Professor David Wynford-Thomas, Dean of the School of Medicine and Head of the College of Medicine:
"This gives Leicester medical students the most advanced environment in which to study medicine in the UK."
All in one hub
The Centre defines the future of energy efficient buildings for universities.
Acting as a hub to bring together, for the first time, the University’s leading academics, researchers, clinicians and students; currently spread across multiple sites in the city, the Centre completely transforms medical teaching to improve the lives of many patients in the region and beyond.

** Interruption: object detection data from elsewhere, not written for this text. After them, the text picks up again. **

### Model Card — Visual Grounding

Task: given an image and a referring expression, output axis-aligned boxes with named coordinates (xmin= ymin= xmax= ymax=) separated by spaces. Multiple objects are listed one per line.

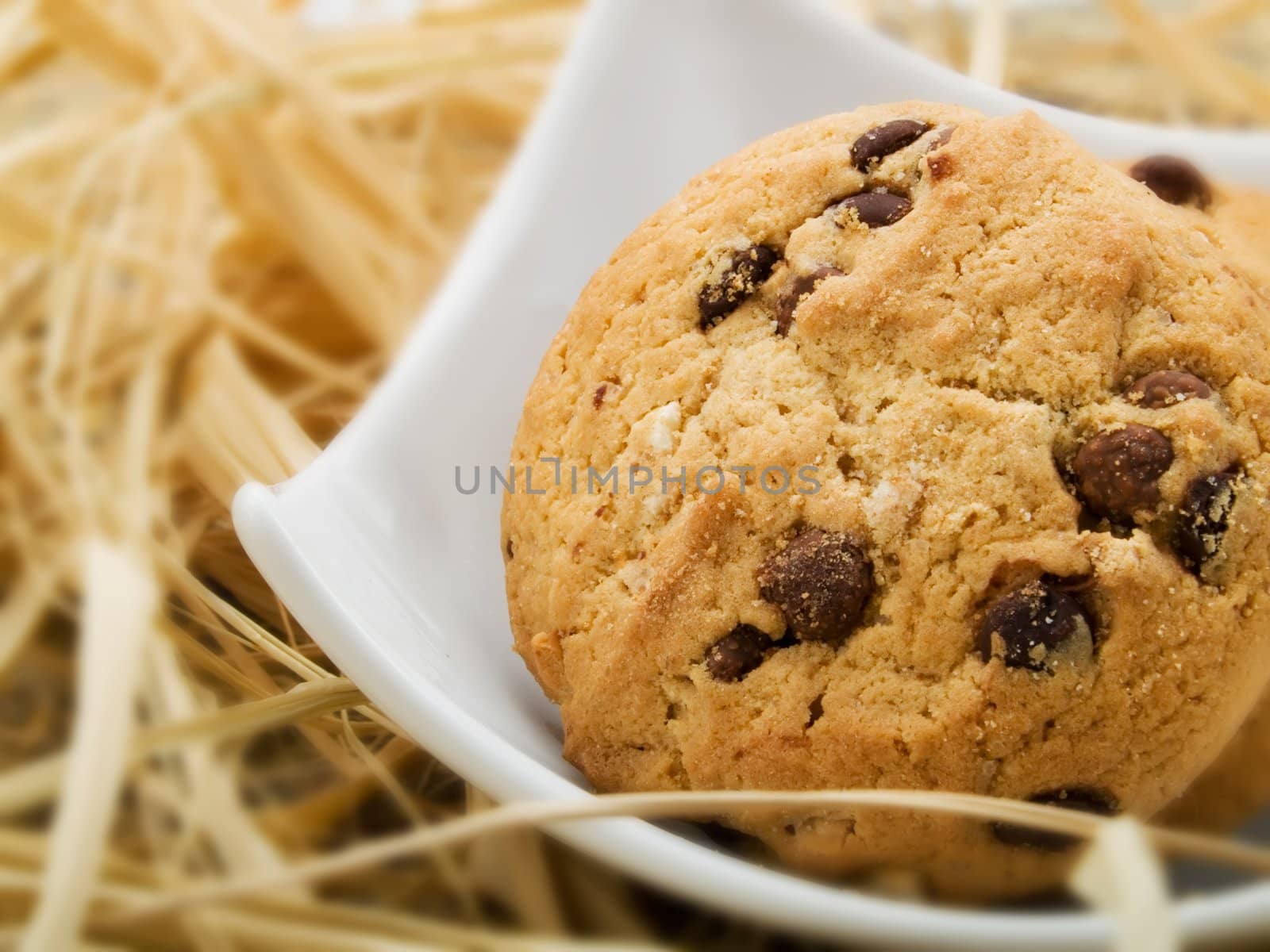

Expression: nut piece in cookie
xmin=992 ymin=787 xmax=1120 ymax=853
xmin=1129 ymin=155 xmax=1213 ymax=208
xmin=1124 ymin=370 xmax=1213 ymax=410
xmin=697 ymin=245 xmax=781 ymax=330
xmin=758 ymin=529 xmax=874 ymax=643
xmin=976 ymin=579 xmax=1094 ymax=671
xmin=1072 ymin=423 xmax=1173 ymax=520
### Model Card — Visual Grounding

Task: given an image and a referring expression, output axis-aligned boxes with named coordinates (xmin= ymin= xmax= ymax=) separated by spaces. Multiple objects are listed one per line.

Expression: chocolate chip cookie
xmin=503 ymin=103 xmax=1270 ymax=900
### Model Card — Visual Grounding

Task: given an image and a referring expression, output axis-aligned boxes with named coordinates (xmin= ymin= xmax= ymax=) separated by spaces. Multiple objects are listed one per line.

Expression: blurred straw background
xmin=0 ymin=0 xmax=1270 ymax=952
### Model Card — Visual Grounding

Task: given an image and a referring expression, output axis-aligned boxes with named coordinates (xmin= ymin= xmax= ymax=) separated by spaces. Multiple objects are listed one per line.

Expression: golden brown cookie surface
xmin=503 ymin=103 xmax=1270 ymax=897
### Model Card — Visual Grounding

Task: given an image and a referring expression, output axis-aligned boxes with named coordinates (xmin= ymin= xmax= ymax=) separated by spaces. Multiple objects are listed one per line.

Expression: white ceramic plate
xmin=233 ymin=0 xmax=1270 ymax=950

It is home for the College of Medicine, Biological Sciences and Psychology departments, with teaching rooms, offices, lecture theatres, dry lab research facilities and support spaces to more than 2,350 staff and students.
The campus features two tower blocks – one of five storeys, one of six – which maximise the use of natural daylighting.
It includes a green wall and roof with a planting regime to attract wildlife to help pollination and promote bio-diversity.
Passivhaus standards in building envelope
Achieving Passivhaus is a very technical feat; the building envelope – roof, walls and ground floor slab – is highly insulated, with U-values of 0.13W/m2/k.